Let’s use the example of a 55-year old business owner who has been incorporated since 1990. Using an IPP and RRSP program, the entrepreneur can build $1.7 million of tax-sheltered retirement capital at age 65 versus $1.1 million under an RRSP. That’s 54% more while creating an additional $322,000 of tax deductions.

What’s more, should the same entrepreneur decide to sell the business, he/she may be able to use the IPP structure to shelter some of the capital gain on the sale.

Why then have so relatively few – just over 8,000 business owners in Canada -- taken advantage of the opportunity?

For one thing, the IPP is best suited for individuals who have T4 income in excess of $100,000, are incorporated and over 40 years of age - and of course have the cash flow to make the contributions.

As well, traditionally, the knock against IPPs has been that they are costly to set up and administer, complicated and inflexible with respect to annual contribution requirements. Not to mention that few financial advisors are versed in all of the aspects of an IPP and therefore not comfortable recommending them to clients.

But a lot has changed since IPPs were first introduced. There have been market innovations, greater administrative automation and recent legislative changes that make them more attractive than ever.

There is a lot more flexibility with IPPs than most people realize. We can create all kinds of options to suit the individual and their circumstances in any given year. If, for example, the company has had a tough year and perhaps isn’t in a position to make the required contribution, there are a number of ways we can solve the issue.

As for cost, it’s no longer an issue based on our technology-based platform and economies of scale.

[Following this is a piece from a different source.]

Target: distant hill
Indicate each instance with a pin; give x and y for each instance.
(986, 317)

An added benefit: the investment fees associated with an IPP are tax deductible to your corporation. That alone can save an entrepreneur several thousand dollars per year, depending on the size of the IPP.

In the last few years we have seen a dramatic increase in the amount of savings generated by setting up an IPP. Today it is common to see tax deductions of $250,000-$400,000.

At the end of the day, if you are a successful business owner over the age of 40, an IPP is definitely worth a look. It may be the best kept secret to maximizing wealth tax effectively – but word is getting out.